With no physical evidence or eyewitnesses, and despite a 27-year gap that blurred memories, prosecutors in the murder trial of Michael Skakel prevailed in a case that some legal experts initially thought would be a fiasco.

The key to the trial, said University of California law professor and Fox News contributor Susan Estrich, was the parade of witnesses — 12 in all — who testified that Skakel had incriminated himself in the 1975 murder of 15-year-old neighbor Martha Moxley in Greenwich, Conn.

"For all our fascination with forensics, for all the absolutes of science, confessions count, witnesses count," Estrich said. "In many respects, the time lag made it an old-fashioned trial, a question of who — not what — do you believe."

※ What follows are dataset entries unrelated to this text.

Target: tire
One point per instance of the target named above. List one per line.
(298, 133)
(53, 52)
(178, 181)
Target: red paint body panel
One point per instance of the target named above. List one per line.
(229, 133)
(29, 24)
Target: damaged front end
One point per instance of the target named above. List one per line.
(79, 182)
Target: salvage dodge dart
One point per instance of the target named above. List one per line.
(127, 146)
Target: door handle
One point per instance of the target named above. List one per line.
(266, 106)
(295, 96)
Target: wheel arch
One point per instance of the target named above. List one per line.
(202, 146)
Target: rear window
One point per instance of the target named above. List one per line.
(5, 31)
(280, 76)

Compared to their counterparts in the O.J. Simpson trial, the Skakel prosecutors started with a seemingly weak arsenal of evidence, said Todd D. Fernow, professor at the University of Connecticut School of Law.

But even during the prolonged pretrial proceedings, the prosecution incrementally gathered new bits of information, Fernow said. "You look back, and now you have three times as much evidence, and it gives you the illusion of substance."

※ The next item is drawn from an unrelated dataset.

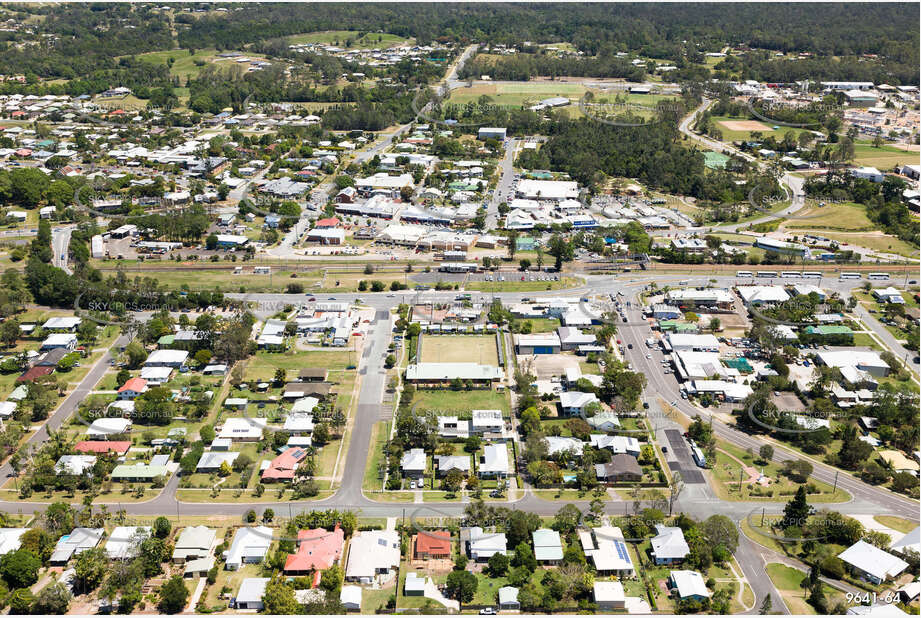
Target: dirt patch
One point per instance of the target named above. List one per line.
(546, 366)
(745, 125)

Fernow also suggested that jurors may have gone out of their way to resolve the long-simmering case, not wishing to end with a hung jury.

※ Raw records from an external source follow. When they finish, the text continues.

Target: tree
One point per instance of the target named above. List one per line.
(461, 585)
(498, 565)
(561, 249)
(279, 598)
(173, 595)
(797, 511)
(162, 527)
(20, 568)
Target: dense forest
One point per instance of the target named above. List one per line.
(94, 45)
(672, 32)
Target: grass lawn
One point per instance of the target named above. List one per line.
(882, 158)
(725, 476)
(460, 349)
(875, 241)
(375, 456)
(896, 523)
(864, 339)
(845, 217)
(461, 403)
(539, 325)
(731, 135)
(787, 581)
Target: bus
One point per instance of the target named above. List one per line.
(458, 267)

"The jurors are thinking, `The state of Connecticut wouldn't have brought the charges 27 years later if they didn't think they have the right guy. We'll give them the benefit of the doubt,"' Fernow said.

Steven Duke, a professor of criminal law at Yale Law School, was among the experts who initially thought the prosecution of Skakel would flounder.

"It looked like an embarrassment," Duke said. "I was quoted as saying they must have more than these incriminating statements, and it turned out they didn't."

How did the prosecution win? Duke suggested that Skakel's alibi evidence — provided by relatives — may have seemed shaky to the jurors. Duke also expressed surprise that the defense did not do more to challenge the testimony about Skakel's self-incriminating remarks.

"The defense had explanations for many of them; it didn't have explanations for all of them," Duke said. "I was surprised they didn't call an expert to say there are many instances in which people have become falsely convinced that they committed a crime."

James Cohen, a Fordham University law professor who specializes in criminal defense, said the lapse of 27 years was both a plus and minus for the prosecution.

"Over that period of time so much happened, Skakel made so many different statements, there were so many inconsistencies that the prosecution was able to bring forward," Cohen said. "On the other hand, memories fade."

Cohen said prosecutors successfully depicted the murder — Moxley was bludgeoned and stabbed with a golf club — as particularly violent.

"Then they succeeded in presenting Skakel as someone over the years who was quite troubled," he said. "The jury put two and two together."

During the deliberations, jurors asked to rehear some of prosecutor Jonathan Benedict's closing arguments — a likely indication his comments were effective.

"The argument may have sounded powerful, but I had a very receptive audience," Benedict said after Friday's verdict. "I think everybody, or 90 percent of the people in the courtroom, wanted to see me connect the dots, wanted to hear what I had to say."

Alternate juror Anne Layton said she was leaning heavily toward conviction, but described Benedict's closing argument as the clincher.

"I think he did an incredible job," she said.

Defense attorney Michael Sherman, who vowed to appeal the verdict, complained about the multimedia presentation that ended the closing arguments — a projected photo of a smiling Martha Moxley that dissolved into a grim crime scene photo.

"I think that had the effect of inflaming the jury," Sherman said.

Skakel's status as a cousin of the Kennedy family may have deterred some investigators in 1975, but probably did not help his chances with the jury, Cohen said.

"It's very different time now than 1975," he said. "The Kennedy name had much more resonance then than it does today."

Fernow said the Kennedy connection may have mattered less to the jury than the constant presence in the courtroom of Dorthy Moxley, the victim's mother.

"She's the one person in all of this that everybody feels sympathy for," Fernow said. "The prosecution played that particular card pretty well, putting her on the stand."